Antral follicle count (AFC) and anti-Mullerian hormone (AMH) are normally used as ovarian reserve markers. However, they are of no utility in patients with POI. First, they are not considered diagnostic in POI. Second, most patients do not present antral follicles on ultrasound, making AFC impossible. Third, a great proportion of patients had undetectable AMH levels and when AMH was detectable, it was not associated with follicle development.

This therapeutic option is still considered experimental, and to be used in clinical practice, the benefit must outweigh any risk. As with any other medical procedure, there are risks associated with laparoscopic surgery, such as bleeding, infection, and trauma to adjacent organs, to name a few [31,32,33]. However, based on the cumulative results, none of the trials reported any short-term or long-term complications (Table 3).

This systematic review and meta-analysis included patients subjected to either OFFA or IBA. IVA is a more complete procedure where, in addition to inhibiting Hippo signaling by ovarian cortex fragmentation, the follicles are activated in vitro using PTEN inhibitor and other Akt activators. However, it has the disadvantage of needing two surgical times. Moreover, in a recent systematic review and meta-analysis, Wang et al. concluded that the OFFA approach may be more efficient [34]. Future studies are needed to answer which protocol yields better results.
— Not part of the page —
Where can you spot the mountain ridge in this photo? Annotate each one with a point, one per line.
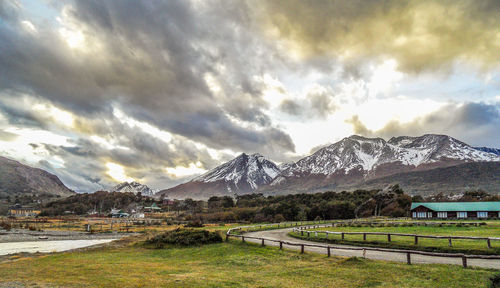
(244, 174)
(350, 162)
(133, 187)
(17, 179)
Strengths of our study include the adherence to the Preferred Instrument for Systematic Reviews and Meta-Analysis (PRISMA). This is the first study to perform a systematic review and meta-analysis comparing basal characteristics of patients treated with OFFA or IVA. This procedure has been described in patients with POI and poor responders or with low ovarian reserve; however we only included patients who met ESHRE criteria for POI. Having a more homogenous population gives strength to our findings. In addition, we have shown the cumulative results of this procedure.

As with any meta-analysis, this article is inherently limited by the quality and the quantity of the available data. No randomized trials were found in our systematic review. All studies were single-arm studies, which are at risk of serious bias. Thus, the certainty of evidence using the GRADE assessment was graded as low. Although a statistically significant difference was found between basal characteristics of patients who responded to OFFA/IVA, at the moment, it is not possible to determine a threshold for baseline FSH and duration of amenorrhea as clinical criteria.

In conclusion, patients with basal characteristics mentioned before may have more chances to show follicle growth after OFFA or IVA. Considering that approximately 20% of patients with follicle growth had a live birth, these results are promising. Given the overall certainty of evidence, future studies are needed to confirm said results.